Now that we know what to expect from our analysis and how our data spread is structured, we can prepare the data set for the model.

Since the data comes in yes/no format, we will need to convert this to numerical values so our Logistic Regression can work with the data. We will map ‘republican’ to 1 and ‘democrat’ to 0. Similarly for the data, we will map ‘yes’ to 1 and ‘no’ to 0. Since we do not want to count ‘?’ votes towards any single party, we will mark those votes with a value of 0.5, a neutral point.

# Prep data for Logistic Regression
X = data.copy()
X['Class Name'] = X['Class Name'].map({'republican':1, 'democrat':0})

for col in X.columns.drop('Class Name'):
    X[col] = X[col].map( 
                   {'y':1 ,'n':0, '?':0.5})

print(display(X.head()))
Class Name handicapped-infants water-project-cost-sharing adoption-of-the-budget-resolution physician-fee-freeze el-salvador-aid religious-groups-in-schools anti-satellite-test-ban aid-to-nicaraguan-contras mx-missile immigration synfuels-corporation-cutback education-spending superfund-right-to-sue crime duty-free-exports export-administration-act-south-africa
0 1 0.0 1.0 0.0 1.0 1.0 1.0 0.0 0.0 0.0 1.0 0.5 1.0 1.0 1.0 0.0 1.0
1 1 0.0 1.0 0.0 1.0 1.0 1.0 0.0 0.0 0.0 0.0 0.0 1.0 1.0 1.0 0.0 0.5
2 0 0.5 1.0 1.0 0.5 1.0 1.0 0.0 0.0 0.0 0.0 1.0 0.0 1.0 1.0 0.0 0.0
3 0 0.0 1.0 1.0 0.0 0.5 1.0 0.0 0.0 0.0 0.0 1.0 0.0 1.0 0.0 0.0 1.0
4 0 1.0 1.0 1.0 0.0 1.0 1.0 0.0 0.0 0.0 0.0 1.0 0.5 1.0 1.0 1.0 1.0
None

Logistic Regression

First, the data will be split into training and testing sets, so we have can compare how well our model works after training it on the train set.

# Split data set into train and test sets, use standard 80-20 split
X_train, X_test, Y_train, Y_test = train_test_split(X.drop('Class Name',axis=1), X['Class Name'], train_size=0.8, test_size=0.2)

We will then build the Logistic Regression model. Since this model applies the Maximum Likelihood method, it is very powerful for calculating probabilities. It essentially will use these to figure out how to classify the data. This model will take the data and determine which party the individual belongs to based on their voting data. We will fit the data and then create a prediction list.
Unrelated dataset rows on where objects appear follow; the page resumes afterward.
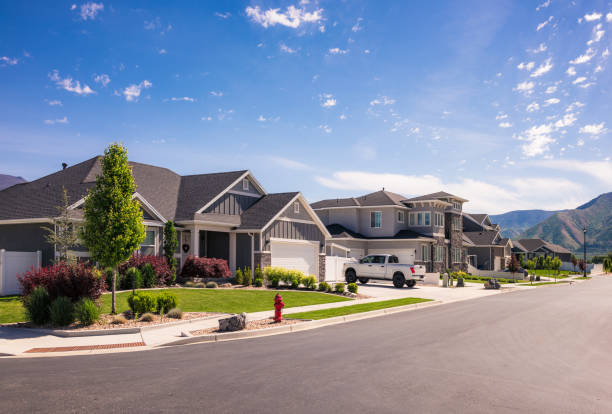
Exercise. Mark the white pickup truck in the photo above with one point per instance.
(384, 267)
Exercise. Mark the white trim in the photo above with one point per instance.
(232, 185)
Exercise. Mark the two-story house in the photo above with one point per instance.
(423, 230)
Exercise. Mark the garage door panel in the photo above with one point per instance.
(295, 256)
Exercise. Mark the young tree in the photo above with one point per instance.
(62, 234)
(170, 244)
(114, 226)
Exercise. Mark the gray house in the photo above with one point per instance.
(422, 230)
(225, 215)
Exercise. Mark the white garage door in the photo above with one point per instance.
(405, 256)
(297, 256)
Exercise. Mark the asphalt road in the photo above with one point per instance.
(545, 350)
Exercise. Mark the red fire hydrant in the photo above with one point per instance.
(278, 306)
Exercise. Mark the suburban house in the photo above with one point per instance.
(531, 248)
(487, 249)
(226, 215)
(423, 230)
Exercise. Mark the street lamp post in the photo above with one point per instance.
(584, 245)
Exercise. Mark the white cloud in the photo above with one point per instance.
(542, 69)
(592, 17)
(102, 79)
(63, 120)
(89, 10)
(293, 17)
(551, 101)
(593, 129)
(543, 24)
(382, 100)
(132, 92)
(579, 80)
(284, 48)
(588, 55)
(69, 84)
(538, 139)
(526, 66)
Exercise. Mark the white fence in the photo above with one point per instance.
(334, 266)
(13, 264)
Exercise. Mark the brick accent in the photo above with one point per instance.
(263, 260)
(322, 267)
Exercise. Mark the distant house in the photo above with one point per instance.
(531, 248)
(224, 215)
(487, 249)
(422, 230)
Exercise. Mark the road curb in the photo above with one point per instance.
(299, 327)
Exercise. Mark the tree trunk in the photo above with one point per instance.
(114, 310)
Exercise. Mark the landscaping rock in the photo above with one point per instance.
(233, 323)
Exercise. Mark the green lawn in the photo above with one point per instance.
(350, 309)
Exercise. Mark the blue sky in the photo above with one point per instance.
(504, 103)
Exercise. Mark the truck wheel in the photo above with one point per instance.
(398, 280)
(350, 276)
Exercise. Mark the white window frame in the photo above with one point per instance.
(379, 222)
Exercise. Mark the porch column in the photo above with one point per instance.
(195, 241)
(232, 262)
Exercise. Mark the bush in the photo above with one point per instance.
(75, 281)
(37, 305)
(142, 302)
(165, 302)
(132, 279)
(175, 313)
(309, 282)
(62, 311)
(147, 317)
(148, 275)
(86, 311)
(205, 267)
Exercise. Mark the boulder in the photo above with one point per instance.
(233, 323)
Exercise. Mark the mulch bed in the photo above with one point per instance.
(251, 325)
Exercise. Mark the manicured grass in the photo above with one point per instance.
(230, 300)
(350, 309)
(11, 309)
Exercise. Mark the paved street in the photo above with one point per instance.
(539, 350)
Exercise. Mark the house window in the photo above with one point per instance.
(425, 253)
(375, 219)
(147, 247)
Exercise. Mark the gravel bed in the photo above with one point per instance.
(251, 325)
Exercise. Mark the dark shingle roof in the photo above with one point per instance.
(260, 213)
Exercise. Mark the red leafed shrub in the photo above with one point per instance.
(163, 272)
(74, 281)
(205, 267)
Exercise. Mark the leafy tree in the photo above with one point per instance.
(62, 234)
(114, 227)
(170, 244)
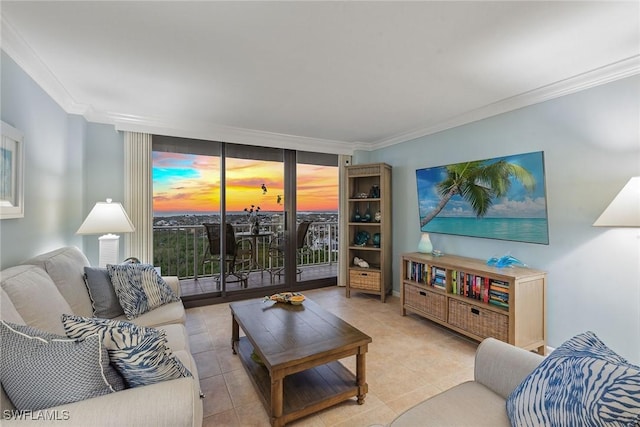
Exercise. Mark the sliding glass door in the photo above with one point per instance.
(232, 219)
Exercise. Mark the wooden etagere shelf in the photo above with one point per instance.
(477, 300)
(369, 207)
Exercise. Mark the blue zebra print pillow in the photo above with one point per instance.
(582, 383)
(140, 354)
(139, 288)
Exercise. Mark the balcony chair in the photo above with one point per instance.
(238, 254)
(276, 250)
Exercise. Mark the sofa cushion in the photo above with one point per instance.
(40, 370)
(65, 266)
(139, 353)
(139, 288)
(35, 297)
(164, 315)
(8, 310)
(582, 382)
(103, 296)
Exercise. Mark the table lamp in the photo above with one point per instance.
(624, 209)
(107, 217)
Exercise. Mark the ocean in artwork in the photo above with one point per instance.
(530, 230)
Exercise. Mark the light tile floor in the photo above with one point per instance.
(409, 360)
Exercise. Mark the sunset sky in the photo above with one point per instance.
(191, 184)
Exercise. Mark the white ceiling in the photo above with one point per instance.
(323, 76)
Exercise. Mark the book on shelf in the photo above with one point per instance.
(498, 304)
(454, 282)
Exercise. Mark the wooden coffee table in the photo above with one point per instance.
(299, 347)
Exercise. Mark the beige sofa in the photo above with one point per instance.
(499, 369)
(40, 290)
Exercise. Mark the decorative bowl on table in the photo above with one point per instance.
(294, 298)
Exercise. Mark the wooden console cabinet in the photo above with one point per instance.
(476, 300)
(369, 206)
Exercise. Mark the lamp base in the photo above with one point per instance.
(424, 245)
(109, 249)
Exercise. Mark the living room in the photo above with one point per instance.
(590, 139)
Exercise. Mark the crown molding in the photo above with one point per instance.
(606, 74)
(213, 132)
(20, 51)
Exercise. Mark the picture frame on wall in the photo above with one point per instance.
(501, 198)
(11, 173)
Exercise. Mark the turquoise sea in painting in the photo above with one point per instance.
(531, 230)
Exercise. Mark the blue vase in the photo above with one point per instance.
(376, 240)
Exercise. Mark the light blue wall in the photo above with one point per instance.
(69, 165)
(54, 148)
(591, 144)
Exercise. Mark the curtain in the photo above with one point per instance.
(343, 218)
(138, 195)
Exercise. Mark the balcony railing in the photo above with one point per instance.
(179, 250)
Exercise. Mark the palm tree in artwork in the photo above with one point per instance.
(479, 183)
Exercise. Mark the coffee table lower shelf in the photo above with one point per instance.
(305, 392)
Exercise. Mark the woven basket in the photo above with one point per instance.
(368, 280)
(430, 303)
(479, 321)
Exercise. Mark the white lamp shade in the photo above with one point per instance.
(624, 210)
(106, 217)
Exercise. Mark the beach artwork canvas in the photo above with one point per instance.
(501, 198)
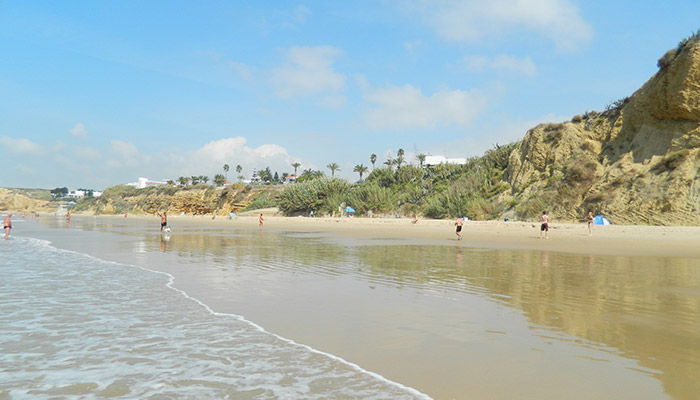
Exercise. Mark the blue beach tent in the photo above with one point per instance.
(600, 220)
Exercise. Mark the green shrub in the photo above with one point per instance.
(263, 201)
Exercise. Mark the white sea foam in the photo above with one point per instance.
(77, 326)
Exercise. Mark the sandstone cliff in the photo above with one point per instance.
(12, 200)
(637, 163)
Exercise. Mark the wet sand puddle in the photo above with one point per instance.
(450, 321)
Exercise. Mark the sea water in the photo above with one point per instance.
(74, 326)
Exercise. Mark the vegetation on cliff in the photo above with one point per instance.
(636, 162)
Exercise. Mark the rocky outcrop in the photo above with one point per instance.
(638, 162)
(14, 201)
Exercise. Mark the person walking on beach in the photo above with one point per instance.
(7, 225)
(163, 220)
(544, 228)
(459, 223)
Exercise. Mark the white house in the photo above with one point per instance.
(436, 160)
(144, 182)
(77, 194)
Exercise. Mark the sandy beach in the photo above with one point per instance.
(623, 240)
(499, 314)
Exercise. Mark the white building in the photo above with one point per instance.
(77, 194)
(144, 182)
(436, 160)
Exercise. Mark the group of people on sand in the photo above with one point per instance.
(544, 225)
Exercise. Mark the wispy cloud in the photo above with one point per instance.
(406, 107)
(19, 146)
(307, 71)
(504, 62)
(244, 71)
(474, 20)
(79, 131)
(85, 152)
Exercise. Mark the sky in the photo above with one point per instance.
(99, 93)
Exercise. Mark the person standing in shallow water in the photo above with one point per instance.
(163, 220)
(459, 223)
(544, 228)
(7, 225)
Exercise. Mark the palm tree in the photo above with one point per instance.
(360, 169)
(219, 179)
(389, 162)
(421, 158)
(333, 167)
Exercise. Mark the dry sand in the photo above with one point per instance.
(622, 240)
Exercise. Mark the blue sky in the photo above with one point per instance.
(98, 93)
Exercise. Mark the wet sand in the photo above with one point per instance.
(500, 314)
(622, 240)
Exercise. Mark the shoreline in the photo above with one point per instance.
(613, 240)
(422, 327)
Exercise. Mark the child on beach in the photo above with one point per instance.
(544, 219)
(7, 225)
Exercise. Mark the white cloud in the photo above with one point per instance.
(127, 155)
(244, 71)
(87, 153)
(524, 66)
(210, 158)
(474, 20)
(123, 149)
(79, 131)
(300, 13)
(407, 108)
(19, 146)
(307, 71)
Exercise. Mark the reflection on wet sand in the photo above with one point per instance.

# Split data set into train and test sets, use standard 80-20 split
X_train, X_test, Y_train, Y_test = train_test_split(X.drop('Class Name',axis=1), X['Class Name'], train_size=0.8, test_size=0.2)

# Logistic Regression
log = LogisticRegression()
log.fit(X_train, Y_train)
predict = log.predict(X_test)

Let’s check how well our model works by finding its accuracy score. We will compare the predict set to the test set.

score = accuracy_score(Y_test, predict)
print(score)
0.9885057471264368

The model performs very well to this data set and has good accuracy. Over 90% accuracy means this Logistic Regression model fits the data set very strongly.

Additional Analysis - Confusion Matrix

To better understand how our model classified the data and its overall accuracy, we will look at a confusion matrix. This will show how many predictions are correct and incorrect, essentially giving us the prediction summary. It will provide data on the True Negatives, False Positives, False Negatives, and True Positives.

confusion = confusion_matrix(Y_test, predict)
confusion
array([[44,  1],
       [ 0, 42]])

This is the output array. Let’s graph this to visualize it better, for which we can use the ConfusionMatrixDisplay.

# Show confusion matrix on plot
cm_display = ConfusionMatrixDisplay(confusion_matrix = confusion, display_labels = [False, True])
cm_display.plot()
<sklearn.metrics._plot.confusion_matrix.ConfusionMatrixDisplay at 0x124eda510>

This lets us visualize how the Confusion matrix appears.